En otras circunstancias —y en otros tiempos— lo habría hecho sin el menor sentido del ridículo. Nunca me ha dado miedo tratar con mujeres o estar en su compañía. Entonces, ¿por qué le temía tanto a lo que esa en concreto pudiera pensar de mí?

«Porque es demasiado guapa, demasiado normal para que se fije en alguien como tú.» Sacudí la cabeza, malhumorado.

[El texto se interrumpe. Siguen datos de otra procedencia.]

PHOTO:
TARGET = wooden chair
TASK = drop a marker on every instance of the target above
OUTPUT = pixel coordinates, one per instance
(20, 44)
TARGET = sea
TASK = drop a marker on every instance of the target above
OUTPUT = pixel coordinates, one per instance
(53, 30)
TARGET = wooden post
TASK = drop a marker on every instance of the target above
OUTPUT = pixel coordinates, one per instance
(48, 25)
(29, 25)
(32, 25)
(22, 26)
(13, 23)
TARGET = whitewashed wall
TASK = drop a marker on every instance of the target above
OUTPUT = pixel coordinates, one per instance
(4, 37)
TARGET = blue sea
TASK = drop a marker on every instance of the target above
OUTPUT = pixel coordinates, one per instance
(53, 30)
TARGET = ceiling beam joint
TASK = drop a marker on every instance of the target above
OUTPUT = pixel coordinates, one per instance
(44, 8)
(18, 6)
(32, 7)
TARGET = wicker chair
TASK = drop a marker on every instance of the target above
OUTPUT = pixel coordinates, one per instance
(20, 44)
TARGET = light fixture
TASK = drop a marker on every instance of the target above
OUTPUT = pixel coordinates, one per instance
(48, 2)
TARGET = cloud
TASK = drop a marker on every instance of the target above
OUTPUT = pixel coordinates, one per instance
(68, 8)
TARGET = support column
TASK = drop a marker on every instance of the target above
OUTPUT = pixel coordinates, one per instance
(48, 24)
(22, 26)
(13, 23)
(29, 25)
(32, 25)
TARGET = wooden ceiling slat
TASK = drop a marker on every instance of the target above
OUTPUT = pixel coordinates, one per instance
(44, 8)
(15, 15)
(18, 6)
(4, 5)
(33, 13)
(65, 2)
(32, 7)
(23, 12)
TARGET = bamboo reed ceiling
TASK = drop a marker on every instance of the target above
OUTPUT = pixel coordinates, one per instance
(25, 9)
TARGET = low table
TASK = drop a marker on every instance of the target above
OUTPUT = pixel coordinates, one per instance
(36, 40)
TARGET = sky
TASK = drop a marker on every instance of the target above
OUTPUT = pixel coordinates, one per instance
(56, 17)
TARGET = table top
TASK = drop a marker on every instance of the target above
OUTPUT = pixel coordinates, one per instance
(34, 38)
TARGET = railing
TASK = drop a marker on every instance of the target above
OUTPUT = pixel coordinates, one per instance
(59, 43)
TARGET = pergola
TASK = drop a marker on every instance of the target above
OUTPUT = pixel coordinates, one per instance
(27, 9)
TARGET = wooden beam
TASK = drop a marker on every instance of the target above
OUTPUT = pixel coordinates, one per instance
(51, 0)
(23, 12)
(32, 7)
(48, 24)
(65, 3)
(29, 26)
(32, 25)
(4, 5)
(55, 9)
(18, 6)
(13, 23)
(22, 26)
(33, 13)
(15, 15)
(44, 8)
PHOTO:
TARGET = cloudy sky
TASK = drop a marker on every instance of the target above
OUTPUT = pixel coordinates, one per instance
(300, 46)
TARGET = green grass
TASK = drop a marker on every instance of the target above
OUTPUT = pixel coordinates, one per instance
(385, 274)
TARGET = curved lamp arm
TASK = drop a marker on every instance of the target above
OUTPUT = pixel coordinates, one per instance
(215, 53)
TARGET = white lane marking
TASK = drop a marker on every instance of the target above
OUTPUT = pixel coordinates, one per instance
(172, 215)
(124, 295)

No le tenía miedo a lo que opinara de mí, sino a que no tuviera ninguna opinión. Que no llamase su atención ni para bien ni para mal. Eso era lo que me mortificaba.

No acabo de comprender cómo pude sacar fuerzas de flaqueza y salir de mi patético escondrijo. No tenía por qué enfrentarme a la muchacha desconocida, pero mi alma me decía otra cosa.

Atreverme a ser observado y criticado significaba también atreverme a vivir. Treintañera contra cuarentón. La lucha prometía ser cuanto menos entretenida.

Eché a andar con fingida naturalidad hacia las filas de escritorios que llenaban el eje de la sala. Pasé junto a la chica, que como era lógico ni levantó la mirada. Primera andanada: tocado.

Emití un débil carraspeo como si así quisiera hacerme notar, escogí uno de los escritorios que quedaban a unos metros frente a la chica y me senté para simular leer.

No sé durante cuánto tiempo estuve vigilándola, bajando los ojos cuando ella los alzaba, y procurando captar hasta el sonido de su respiración.

Aquel no era más que un juego en el que solo participaba yo, o eso creía, hasta que ella subió el rostro y me miró directamente a los ojos. Fruncía el ceño. No me cabía duda: me había descubierto.

Su actitud cambió de golpe. Revolvió furiosamente dentro de un estuche naranja y sacó de él una pluma plateada con pinta de ser bastante cara. Una Franklin Covey, o tal vez una Parker. ¿Una estudiante, con una pluma cara? El hecho me sorprendió.

Con ella en la mano, la chica escribió algo en un papel; acto seguido recogió todos los libros, los metió en su bolso y se marchó de allí sin decir una sola palabra.